Conventional “mechanical” drilling isn’t very heat tolerant because heat softens metal. For oil and even gas drilling it doesn’t need to be; they’re located in cooler rock. For supercritical steam EGS heat tolerance is a sine qua non. Conventional approaches might still work best, but it’s also plausible that what’s best for gas isn’t best for EGS.
But if we get to temperatures that destory metals, isn't it enough?
Why don't we drill to whatever is the termal limit, make a big cavity there, install radiators there and just heat the watter to that temperature and take it out to surface where we can heat homes.
I know this is done in Bucharest for a water park (to much lesser depths because apparently we have hot springs near Bucharest).
This is about running your air conditioner, charging your Tesla, and molding your kitchen sink, not heating homes. Think Carnot efficiency, power density, supercritical steam, and shutting down gas pipelines.
And the temperature to destroy steel under the immense mechanical stress of a drill string is surprisingly modest. Jet fuel can’t melt steel beams, but softening them is enough.
Thermal mass and thermal conductivity also play a role in this example. Two more reasons a wooden ladder is better in this scenario. For ladders at the same temperature, the aluminum one would conduct more thermal energy, quicker, into a user's hand then a Wooden one. Making a wooden one more usable for longer in this scenario even though the aluminum one would technically last longer.
This is why wooden sauna seats work well, aluminum seats in the sauna would not go over so well.
Lots to consider when solving thermal problems, it's not just about turning up the dial to be able to withstand more heat. Sometimes it's about the nuance of moving the heat efficiently and putting it where it's wanted, and not where it isnt.
Wood has about the same specific heat as aluminum, but a wooden ladder weighs much more, so a wooden ladder at the same temperature contains much more sensible heat to eventually conduct into the user's hand.
I looked it up. Actually wood had about twice the specific heat as aluminum. So I must revise my original comment to remove specific heat as a driving factor. This leaves only thermal conductivity. A wood ladder would have more heat to give than an aluminum one, but it still is able to give it much slower, making it ok to touch for longer.
My general rule is that everything is 1 J/g/K except water, which is 4.2. It's obviously not true, but almost always within a factor of 2, and 1 is an especially easy number to multiply and divide by.
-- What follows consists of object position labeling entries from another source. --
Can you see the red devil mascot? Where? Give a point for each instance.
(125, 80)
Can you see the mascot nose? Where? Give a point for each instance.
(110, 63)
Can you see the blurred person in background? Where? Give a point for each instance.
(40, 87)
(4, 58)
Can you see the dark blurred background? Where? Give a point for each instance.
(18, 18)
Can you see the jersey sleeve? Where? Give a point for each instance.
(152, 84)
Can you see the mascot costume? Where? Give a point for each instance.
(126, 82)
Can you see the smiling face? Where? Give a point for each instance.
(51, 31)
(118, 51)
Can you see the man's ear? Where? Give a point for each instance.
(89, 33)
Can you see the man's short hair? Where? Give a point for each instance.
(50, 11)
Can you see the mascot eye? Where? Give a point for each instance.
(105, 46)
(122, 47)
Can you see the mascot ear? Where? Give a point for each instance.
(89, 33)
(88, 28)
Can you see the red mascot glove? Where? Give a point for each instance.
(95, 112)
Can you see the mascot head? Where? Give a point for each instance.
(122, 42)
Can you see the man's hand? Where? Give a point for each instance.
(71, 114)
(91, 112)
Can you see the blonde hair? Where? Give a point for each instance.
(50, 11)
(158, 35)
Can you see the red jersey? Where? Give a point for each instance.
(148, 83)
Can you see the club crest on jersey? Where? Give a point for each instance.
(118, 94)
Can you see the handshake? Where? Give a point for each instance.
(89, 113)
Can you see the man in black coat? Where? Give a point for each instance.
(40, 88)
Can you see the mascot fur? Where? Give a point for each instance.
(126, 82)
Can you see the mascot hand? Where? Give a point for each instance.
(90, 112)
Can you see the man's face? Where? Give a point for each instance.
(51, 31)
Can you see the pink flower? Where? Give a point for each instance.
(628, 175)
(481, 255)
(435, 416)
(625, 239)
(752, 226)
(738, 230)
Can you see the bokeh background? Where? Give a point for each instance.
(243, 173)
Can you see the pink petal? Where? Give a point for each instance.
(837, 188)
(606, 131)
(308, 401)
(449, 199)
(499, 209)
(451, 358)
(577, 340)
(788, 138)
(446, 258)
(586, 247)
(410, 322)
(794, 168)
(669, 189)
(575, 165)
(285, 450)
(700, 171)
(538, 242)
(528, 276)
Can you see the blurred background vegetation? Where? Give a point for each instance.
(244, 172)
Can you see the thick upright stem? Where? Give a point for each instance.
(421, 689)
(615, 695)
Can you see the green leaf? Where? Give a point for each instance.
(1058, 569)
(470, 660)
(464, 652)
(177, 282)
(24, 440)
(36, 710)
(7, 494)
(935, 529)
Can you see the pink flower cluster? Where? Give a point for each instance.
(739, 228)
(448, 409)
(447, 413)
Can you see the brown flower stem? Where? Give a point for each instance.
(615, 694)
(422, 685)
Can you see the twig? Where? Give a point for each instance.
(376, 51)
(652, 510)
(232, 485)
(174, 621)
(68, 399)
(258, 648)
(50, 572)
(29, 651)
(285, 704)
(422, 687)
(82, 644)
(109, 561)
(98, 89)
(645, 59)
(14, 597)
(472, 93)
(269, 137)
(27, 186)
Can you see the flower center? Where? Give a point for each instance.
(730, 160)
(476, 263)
Reading your first paragraph, I was thinking "water. the answer is always water", when it comes to estimating the properties of life-stuff vs everything-else-stuff within a factor of 2. Not obviously, of course, but it's just such a powerful heuristic.
Reading your second paragraph, I see you're familiar with the principle, and added a good heuristic to my stockpile, thank you.
You need a thermal gradient to move heat from the surrounding rock to the water your pumping in. The higher the initial temperature the larger the difference and therefore faster you can extract heat. Aka even if the working fluid is at a constant temperature you can simply pump it faster.
Also, Carnot efficiency limits means you want the hottest steam you can handle. Further, you have various inefficiencies such as losing heat as water moves back up a borehole.
Nope. Over the last ~20 years the drilling industry has gotten good at: angle drilling (not slant drilling but turning the drill angle at the bottom) and fracking, or pumping fluid through rock to break it up. This means conventional methods can dig far down, turn the drill and make a reserve with fracking. The heat is much less but it's conventional technology.